School of Chemical Engineering, Oklahoma State University, USA; Office of Pharmaceutical Quality, Center for Drug Evaluation Research, US Food and Drug Administration, USA.
School of Chemical Engineering, Oklahoma State University, USA.
Comput Biol Med. 2021 May;132:104333. doi: 10.1016/j.compbiomed.2021.104333. Epub 2021 Mar 13.

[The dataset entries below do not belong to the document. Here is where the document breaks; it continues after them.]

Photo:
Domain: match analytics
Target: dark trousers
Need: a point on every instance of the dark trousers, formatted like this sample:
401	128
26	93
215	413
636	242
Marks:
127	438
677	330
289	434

Predicting the optimal administration doses of the inhaled Δ9-tetrahydrocannabinol (THC), i.e., one of the major natural compounds in cannabis, is critical for maximizing the therapeutic outcomes and minimizing the toxic side effects. Thus, it is essential to developing an aerosol dosimetry model to simulate the transport, deposition, and translocation of inhaled THC aerosols from the human respiratory system to the systemic region. In this study, a computational fluid-particle dynamics (CFPD) plus pharmacokinetics (PK) model was developed and validated to quantify the localized vapor and particle uptake rates of THC and the resultant THC-plasma concentrations using two human upper airway geometries. In addition, two different puff protocols (4.0/10.0 s and 1.6/11.4 s as the inhalation/holding time ratios) were employed, associated with two different inhaled THC doses (2.0 mg and 8.82 mg, respectively). The computational results demonstrated that multiple parameters had noticeable influences on THC particle deposition and vapor absorption in the upper airways, as well as the resultant pharmacokinetic behaviors. These factors include anatomical features of the upper airway, puff flow rate, duration, and holding time. The results indicated that puff protocol with 4.0/10.0 s inhalation/holding time ratio would be recommended if the treatment needs THC delivery to the deeper lung. Furthermore, the inhaled THC dose had a dominant effect on the THC-plasma PK profiles, which could override the influences of anatomical variability and puff protocols. The developed CFPD-PK modeling framework has the potential to provide localized lung absorption data and PK profiles for in vitro-in vivo correlation, as well as supporting the development and assessment of drug products containing cannabis or cannabis-derived compounds.
预测吸入大麻中主要天然化合物之一 Δ9-四氢大麻酚(THC)的最佳给药剂量对于最大限度地提高治疗效果和最小化毒性副作用至关重要。因此,开发一种气溶胶药物计量学模型来模拟从人体呼吸系统到全身区域的吸入 THC 气溶胶的传输、沉积和转运至关重要。在这项研究中,开发并验证了一个计算流体-颗粒动力学(CFPD)加药代动力学(PK)模型,以量化 THC 的局部蒸汽和颗粒摄取率以及由此产生的 THC-血浆浓度,使用两种人体上呼吸道几何形状。此外,采用了两种不同的抽吸方案(4.0/10.0 s 和 1.6/11.4 s 作为吸入/保持时间比),分别与两种不同的吸入 THC 剂量(2.0 mg 和 8.82 mg)相关联。计算结果表明,多个参数对上呼吸道中 THC 颗粒沉积和蒸汽吸收以及由此产生的药代动力学行为有明显影响。这些因素包括上呼吸道的解剖特征、抽吸流速、持续时间和保持时间。结果表明,如果治疗需要将 THC 输送到更深的肺部,则推荐使用 4.0/10.0 s 吸入/保持时间比的抽吸方案。此外,吸入 THC 剂量对 THC-血浆 PK 曲线有主导作用,可以覆盖解剖变异性和抽吸方案的影响。所开发的 CFPD-PK 建模框架有可能提供局部肺吸收数据和 PK 曲线,以进行体外-体内相关性,以及支持含有大麻或大麻衍生化合物的药物产品的开发和评估。